Fisa melihat langit malam sendirian di lapang basket. Kedua tangannya saling menggenggam. Malam ini tak ada bintang yang terlihat. Hanya langit pekat ditemani bulan yang temaram.
Di sini, tempat yang penuh kenangan. Fisa mengingat kembali pertemuannya dengan lelaki yang memiliki dua identitas. Lelaki polos yang tulus dan juga bos cuek namun penggoda. Lelaki yang penuh dengan gejolak. Terkadang ia baik tapi juga menyebalkan. Kadang ia selembut hati malaikat namun juga sekeras batu saat telah memutuskan.
Sebenarnya dimana salah Fisa? Apakah perasaan di antara mereka terlalu mudah untuk sirna? Apa Mungkin Darma benar-benar melepaskan semua kisah yang pernah dilewati bersama?
Adifisa menghela napas. Otaknya terlalu keras bekerja sampai menguras perasaan. Dadanya sesak tak tertahankan.
"Mungkin aku yang terlalu menyukai dia, sementara dia gak sesuka itu sama aku. Sampai-sampai tunangan sama orang lain secepat ini," gumam Fisa.
Hatinya terasa begitu sakit. Mengapa saat dirinya benar-benar mencinta ia malah terombang-ambing dalam perasaan yang tak berujung. Bukankah ia telah mengalami kehilangan yang begitu menyesakkan? Tapi mengapa saat menemukan kembali orang yang dicintai kisah cintanya malah tak berujung memiliki. Apa skenario kisahnya dengan Darma terangkai sepedih ini? Apakah cerita ini telah benar-benar berakhir?

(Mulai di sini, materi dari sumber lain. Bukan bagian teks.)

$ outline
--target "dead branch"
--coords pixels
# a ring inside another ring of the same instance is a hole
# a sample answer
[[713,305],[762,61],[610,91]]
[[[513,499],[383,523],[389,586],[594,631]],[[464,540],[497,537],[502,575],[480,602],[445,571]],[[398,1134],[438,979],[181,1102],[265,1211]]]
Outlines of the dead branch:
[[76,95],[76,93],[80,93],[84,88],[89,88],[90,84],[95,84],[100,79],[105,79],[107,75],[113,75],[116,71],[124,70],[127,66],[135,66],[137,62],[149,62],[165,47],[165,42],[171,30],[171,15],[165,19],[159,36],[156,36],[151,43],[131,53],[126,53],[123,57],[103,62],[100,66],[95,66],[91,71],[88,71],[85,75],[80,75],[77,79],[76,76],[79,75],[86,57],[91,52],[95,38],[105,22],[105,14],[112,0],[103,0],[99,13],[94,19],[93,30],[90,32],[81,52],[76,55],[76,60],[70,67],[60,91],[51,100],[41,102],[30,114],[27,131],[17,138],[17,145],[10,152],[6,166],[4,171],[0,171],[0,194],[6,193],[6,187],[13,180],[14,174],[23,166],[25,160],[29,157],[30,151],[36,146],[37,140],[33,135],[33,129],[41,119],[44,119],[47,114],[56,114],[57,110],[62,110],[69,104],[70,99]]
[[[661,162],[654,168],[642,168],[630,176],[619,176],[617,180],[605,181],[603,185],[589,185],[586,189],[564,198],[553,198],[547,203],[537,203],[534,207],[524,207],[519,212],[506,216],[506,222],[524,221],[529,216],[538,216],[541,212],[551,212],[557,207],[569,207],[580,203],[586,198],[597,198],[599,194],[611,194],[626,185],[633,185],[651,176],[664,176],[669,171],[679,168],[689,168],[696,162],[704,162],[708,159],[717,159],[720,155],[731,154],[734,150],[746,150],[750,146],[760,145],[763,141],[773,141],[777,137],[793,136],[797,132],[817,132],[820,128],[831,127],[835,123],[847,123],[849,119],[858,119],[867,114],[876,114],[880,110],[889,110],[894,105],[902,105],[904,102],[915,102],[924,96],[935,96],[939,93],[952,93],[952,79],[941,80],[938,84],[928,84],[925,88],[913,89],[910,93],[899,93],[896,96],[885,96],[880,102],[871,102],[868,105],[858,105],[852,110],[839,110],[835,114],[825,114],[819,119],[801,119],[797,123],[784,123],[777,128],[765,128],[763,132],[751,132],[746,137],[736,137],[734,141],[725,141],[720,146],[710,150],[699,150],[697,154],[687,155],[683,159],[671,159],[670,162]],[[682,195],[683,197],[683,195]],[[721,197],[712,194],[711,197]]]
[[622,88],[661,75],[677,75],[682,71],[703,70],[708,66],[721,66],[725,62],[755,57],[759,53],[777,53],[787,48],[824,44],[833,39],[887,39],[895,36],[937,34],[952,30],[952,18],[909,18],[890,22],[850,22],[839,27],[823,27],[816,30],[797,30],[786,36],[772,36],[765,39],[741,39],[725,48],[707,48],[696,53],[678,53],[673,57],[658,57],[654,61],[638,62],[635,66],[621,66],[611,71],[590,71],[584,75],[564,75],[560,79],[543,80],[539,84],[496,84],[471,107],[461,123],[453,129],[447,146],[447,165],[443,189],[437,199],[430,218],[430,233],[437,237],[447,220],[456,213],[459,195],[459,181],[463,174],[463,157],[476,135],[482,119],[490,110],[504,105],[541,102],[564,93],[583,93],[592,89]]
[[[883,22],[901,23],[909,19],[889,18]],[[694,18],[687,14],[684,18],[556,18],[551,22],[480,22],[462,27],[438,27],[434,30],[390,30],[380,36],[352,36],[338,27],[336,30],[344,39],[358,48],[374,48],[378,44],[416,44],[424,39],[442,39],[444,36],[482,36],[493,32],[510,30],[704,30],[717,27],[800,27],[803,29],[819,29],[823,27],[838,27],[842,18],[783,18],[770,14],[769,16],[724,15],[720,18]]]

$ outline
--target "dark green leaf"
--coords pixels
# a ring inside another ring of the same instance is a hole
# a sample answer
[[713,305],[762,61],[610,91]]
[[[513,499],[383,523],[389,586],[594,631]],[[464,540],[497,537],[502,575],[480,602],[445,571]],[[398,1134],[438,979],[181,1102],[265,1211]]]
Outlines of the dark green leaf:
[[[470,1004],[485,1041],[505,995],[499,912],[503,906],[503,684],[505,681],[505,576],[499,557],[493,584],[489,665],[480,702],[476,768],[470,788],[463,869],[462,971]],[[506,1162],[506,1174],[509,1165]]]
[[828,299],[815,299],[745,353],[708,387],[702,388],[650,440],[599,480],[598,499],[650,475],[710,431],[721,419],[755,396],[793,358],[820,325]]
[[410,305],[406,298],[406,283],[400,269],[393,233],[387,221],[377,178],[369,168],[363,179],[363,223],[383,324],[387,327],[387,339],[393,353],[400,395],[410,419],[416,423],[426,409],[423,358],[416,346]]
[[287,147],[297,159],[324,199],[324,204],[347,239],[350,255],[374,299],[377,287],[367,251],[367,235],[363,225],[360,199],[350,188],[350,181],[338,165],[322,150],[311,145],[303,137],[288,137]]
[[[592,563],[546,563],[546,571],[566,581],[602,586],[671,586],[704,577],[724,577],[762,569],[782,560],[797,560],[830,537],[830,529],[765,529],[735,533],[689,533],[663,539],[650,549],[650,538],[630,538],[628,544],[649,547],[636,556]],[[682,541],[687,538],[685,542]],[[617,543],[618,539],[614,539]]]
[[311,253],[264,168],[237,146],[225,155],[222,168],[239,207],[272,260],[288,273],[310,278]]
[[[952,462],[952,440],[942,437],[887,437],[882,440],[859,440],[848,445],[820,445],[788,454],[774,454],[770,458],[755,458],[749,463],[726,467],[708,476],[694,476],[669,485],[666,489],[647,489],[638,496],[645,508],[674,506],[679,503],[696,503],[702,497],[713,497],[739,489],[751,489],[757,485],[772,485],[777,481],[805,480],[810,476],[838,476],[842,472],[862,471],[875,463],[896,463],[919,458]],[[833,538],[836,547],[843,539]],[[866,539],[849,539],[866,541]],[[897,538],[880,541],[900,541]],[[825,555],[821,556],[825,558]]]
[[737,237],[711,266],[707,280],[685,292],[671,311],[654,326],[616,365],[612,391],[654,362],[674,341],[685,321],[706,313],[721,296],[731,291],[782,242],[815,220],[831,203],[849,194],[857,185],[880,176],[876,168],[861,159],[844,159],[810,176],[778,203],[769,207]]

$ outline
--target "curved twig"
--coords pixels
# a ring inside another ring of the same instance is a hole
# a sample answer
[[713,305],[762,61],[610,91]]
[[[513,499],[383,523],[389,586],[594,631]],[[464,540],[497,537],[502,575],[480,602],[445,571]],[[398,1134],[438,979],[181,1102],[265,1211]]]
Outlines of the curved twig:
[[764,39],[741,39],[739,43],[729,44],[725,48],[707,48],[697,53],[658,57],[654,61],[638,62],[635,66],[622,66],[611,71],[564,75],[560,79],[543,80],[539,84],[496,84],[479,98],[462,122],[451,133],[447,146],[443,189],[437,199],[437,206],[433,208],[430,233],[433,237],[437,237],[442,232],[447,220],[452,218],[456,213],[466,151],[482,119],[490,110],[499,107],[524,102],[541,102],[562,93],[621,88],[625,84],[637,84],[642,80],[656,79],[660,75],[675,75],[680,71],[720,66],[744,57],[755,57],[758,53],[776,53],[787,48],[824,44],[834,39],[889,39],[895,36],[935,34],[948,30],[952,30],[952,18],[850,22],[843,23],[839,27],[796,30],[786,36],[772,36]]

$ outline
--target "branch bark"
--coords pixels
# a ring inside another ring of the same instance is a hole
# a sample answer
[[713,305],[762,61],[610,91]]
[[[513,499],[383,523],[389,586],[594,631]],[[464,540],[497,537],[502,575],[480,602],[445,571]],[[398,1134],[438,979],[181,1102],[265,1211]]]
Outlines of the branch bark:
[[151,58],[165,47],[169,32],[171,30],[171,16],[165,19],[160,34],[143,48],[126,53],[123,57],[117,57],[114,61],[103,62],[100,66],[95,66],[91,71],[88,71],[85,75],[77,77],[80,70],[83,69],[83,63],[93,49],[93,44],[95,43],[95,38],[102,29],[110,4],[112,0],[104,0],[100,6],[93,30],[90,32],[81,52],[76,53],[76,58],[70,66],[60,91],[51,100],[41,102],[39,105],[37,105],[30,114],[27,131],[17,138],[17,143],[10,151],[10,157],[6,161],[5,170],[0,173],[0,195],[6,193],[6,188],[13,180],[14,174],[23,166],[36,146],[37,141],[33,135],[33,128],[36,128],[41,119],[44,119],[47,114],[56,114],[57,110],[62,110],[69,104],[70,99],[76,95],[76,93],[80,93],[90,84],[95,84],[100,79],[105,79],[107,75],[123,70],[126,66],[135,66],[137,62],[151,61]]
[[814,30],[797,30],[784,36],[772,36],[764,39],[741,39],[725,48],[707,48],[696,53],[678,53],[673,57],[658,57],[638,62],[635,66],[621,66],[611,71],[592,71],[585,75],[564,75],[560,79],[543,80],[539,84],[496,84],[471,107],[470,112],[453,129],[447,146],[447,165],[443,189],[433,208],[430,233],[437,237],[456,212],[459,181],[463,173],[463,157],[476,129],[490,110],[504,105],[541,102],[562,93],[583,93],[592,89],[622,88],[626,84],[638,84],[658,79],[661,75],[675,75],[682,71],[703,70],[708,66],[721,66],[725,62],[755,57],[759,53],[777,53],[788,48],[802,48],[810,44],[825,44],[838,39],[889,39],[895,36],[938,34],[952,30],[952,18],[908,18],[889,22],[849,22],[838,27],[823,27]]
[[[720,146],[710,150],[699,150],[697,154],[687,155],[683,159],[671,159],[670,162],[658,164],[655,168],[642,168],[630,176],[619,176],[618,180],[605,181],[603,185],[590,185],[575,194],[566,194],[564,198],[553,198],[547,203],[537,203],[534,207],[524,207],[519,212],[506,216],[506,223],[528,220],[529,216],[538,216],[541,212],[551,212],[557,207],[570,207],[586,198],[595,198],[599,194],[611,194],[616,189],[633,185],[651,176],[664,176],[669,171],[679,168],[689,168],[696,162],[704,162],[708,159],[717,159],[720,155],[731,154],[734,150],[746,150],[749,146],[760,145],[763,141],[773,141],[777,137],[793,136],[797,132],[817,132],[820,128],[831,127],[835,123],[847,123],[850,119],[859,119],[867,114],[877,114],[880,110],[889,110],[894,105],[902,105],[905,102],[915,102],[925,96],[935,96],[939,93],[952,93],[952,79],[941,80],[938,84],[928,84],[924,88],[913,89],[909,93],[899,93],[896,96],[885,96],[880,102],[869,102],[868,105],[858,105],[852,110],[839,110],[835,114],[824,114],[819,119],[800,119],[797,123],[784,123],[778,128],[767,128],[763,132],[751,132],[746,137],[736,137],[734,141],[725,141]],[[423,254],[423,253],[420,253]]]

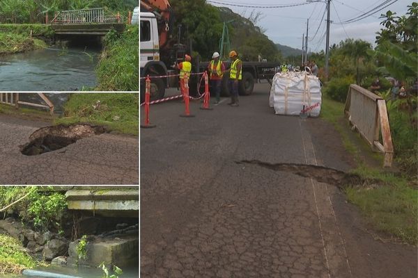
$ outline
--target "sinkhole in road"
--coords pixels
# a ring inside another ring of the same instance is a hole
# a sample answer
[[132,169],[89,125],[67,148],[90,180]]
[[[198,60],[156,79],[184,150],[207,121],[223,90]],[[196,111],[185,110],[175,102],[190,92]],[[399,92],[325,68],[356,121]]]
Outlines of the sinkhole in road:
[[237,164],[255,164],[274,171],[290,172],[306,178],[311,178],[320,183],[335,185],[342,188],[346,186],[377,186],[380,181],[364,179],[356,174],[346,173],[324,166],[297,163],[270,163],[258,160],[235,161]]
[[29,136],[29,143],[20,146],[20,152],[26,156],[36,156],[62,149],[75,143],[79,139],[101,134],[105,131],[104,126],[92,126],[88,124],[45,126],[33,132]]

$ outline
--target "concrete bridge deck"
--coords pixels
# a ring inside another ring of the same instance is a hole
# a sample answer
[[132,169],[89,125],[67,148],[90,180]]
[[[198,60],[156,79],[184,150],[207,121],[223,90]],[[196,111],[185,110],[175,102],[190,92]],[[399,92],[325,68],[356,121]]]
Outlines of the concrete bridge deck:
[[123,23],[90,24],[52,24],[56,35],[104,35],[111,29],[118,33],[125,30]]
[[69,210],[91,211],[109,217],[139,217],[138,187],[77,187],[65,193]]

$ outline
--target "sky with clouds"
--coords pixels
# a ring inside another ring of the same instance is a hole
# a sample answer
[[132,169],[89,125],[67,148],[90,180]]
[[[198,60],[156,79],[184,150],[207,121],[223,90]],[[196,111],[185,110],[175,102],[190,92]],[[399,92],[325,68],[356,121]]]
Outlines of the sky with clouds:
[[[207,2],[216,6],[225,6],[234,13],[248,17],[251,12],[261,13],[261,19],[257,25],[265,30],[265,34],[276,43],[288,45],[293,48],[302,49],[302,34],[306,33],[307,19],[309,18],[308,49],[311,51],[319,51],[325,48],[325,33],[326,31],[325,13],[323,20],[321,18],[326,8],[325,0],[318,2],[309,2],[306,0],[213,0]],[[316,1],[316,0],[312,0]],[[339,22],[352,19],[375,7],[382,6],[385,0],[332,0],[330,27],[330,45],[346,40],[347,38],[362,39],[374,45],[376,33],[381,28],[382,20],[379,17],[387,10],[396,12],[403,15],[408,11],[407,6],[412,0],[398,0],[387,8],[364,19],[347,24]],[[389,1],[392,3],[393,1]],[[306,3],[288,8],[244,8],[236,6],[265,6]],[[232,3],[236,6],[226,5]],[[321,23],[322,22],[322,23]],[[316,35],[315,35],[316,33]]]

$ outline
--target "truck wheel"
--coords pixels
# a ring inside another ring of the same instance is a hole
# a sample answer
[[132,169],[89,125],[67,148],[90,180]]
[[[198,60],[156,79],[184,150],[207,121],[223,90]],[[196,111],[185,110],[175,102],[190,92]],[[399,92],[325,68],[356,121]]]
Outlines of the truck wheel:
[[229,97],[229,89],[228,88],[228,81],[229,80],[229,72],[224,74],[222,83],[221,83],[221,96]]
[[254,78],[249,72],[242,72],[242,79],[239,84],[238,92],[240,95],[250,95],[254,89]]
[[162,99],[165,95],[165,84],[164,83],[164,81],[159,78],[153,78],[150,79],[150,101],[152,101],[153,100]]

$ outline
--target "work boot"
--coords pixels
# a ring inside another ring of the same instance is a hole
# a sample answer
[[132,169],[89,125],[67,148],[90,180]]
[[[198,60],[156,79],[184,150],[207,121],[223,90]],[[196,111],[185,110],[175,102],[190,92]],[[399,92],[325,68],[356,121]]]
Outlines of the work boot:
[[228,104],[228,105],[232,105],[235,104],[235,97],[234,96],[231,96],[231,102]]

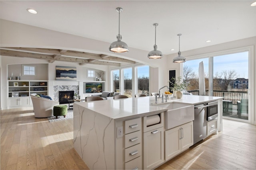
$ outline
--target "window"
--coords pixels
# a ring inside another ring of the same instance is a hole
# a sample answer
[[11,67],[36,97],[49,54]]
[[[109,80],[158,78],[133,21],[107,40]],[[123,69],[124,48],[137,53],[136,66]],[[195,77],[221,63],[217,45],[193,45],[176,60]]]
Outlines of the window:
[[22,65],[23,76],[36,76],[36,66],[31,65]]
[[122,70],[123,72],[123,84],[124,84],[124,88],[122,90],[123,90],[124,94],[129,98],[131,98],[132,93],[132,68],[124,68]]
[[120,92],[119,88],[119,70],[111,71],[112,89],[115,92]]
[[149,66],[132,65],[120,67],[111,71],[111,90],[120,92],[129,98],[135,94],[149,96]]
[[87,77],[94,77],[95,76],[95,72],[93,70],[87,70]]
[[149,96],[149,66],[139,66],[135,67],[137,76],[137,92]]
[[[208,58],[190,60],[185,62],[183,65],[183,80],[188,83],[187,90],[194,95],[206,95],[209,84]],[[200,86],[199,89],[199,63],[203,62],[204,73],[204,88]]]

"Kak, lagi ngapain?" Ramka tiba-tiba hadir dan duduk di sampingnya.
"Kamu ngapain ngikutin Kakak?" Fisa balik bertanya tanpa memandang Ramka.
"Gak ngikutin, cuma mau cek cewek yang lagi patah hati aja, takut bunuh diri," ujar Ramka.
"Kamu tuh ya, kenapa sih kalau kakak pas galau selalu ada?"
"Ya bagus dong, artinya gak sia-sia punya Ramka, yang setianya lebih dari seorang pacar."
Fisa yang sepanjang hari murung kini tersenyum mendengar kalimat manis dari adiknya.
"Pulang yuk, dingin banget kak."
"Kamu aja pulang duluan," jawab Fisa.
"Hati-hati lho kak sendirian di cuaca sedingin ini," Ramka memicingkan mata seraya memberikan peringatan.
"Nanti Kakak jadi Elsa yang bisa ngeluarin es," Ramka berdiri.
"Terus kamu mau jadi Anna gitu?" Fisa terkekeh membayangkan Rafka memiliki rambut kepang seperti Anna.
"Enggak lah, aku gak mungkin peranin Anna."
"Terus mau jadi Kristoff gitu? Atau Pangeran Hans? Yang ganteng-ganteng gitu?"
"Enggak Kak. Aku jadi Olaf aja, cukup tahu diri," balas Ramka dengan wajah pura-pura sedih. Kakaknya tertawa kembali.
"Aku seneng banget kalau Kakak ketawa lagi."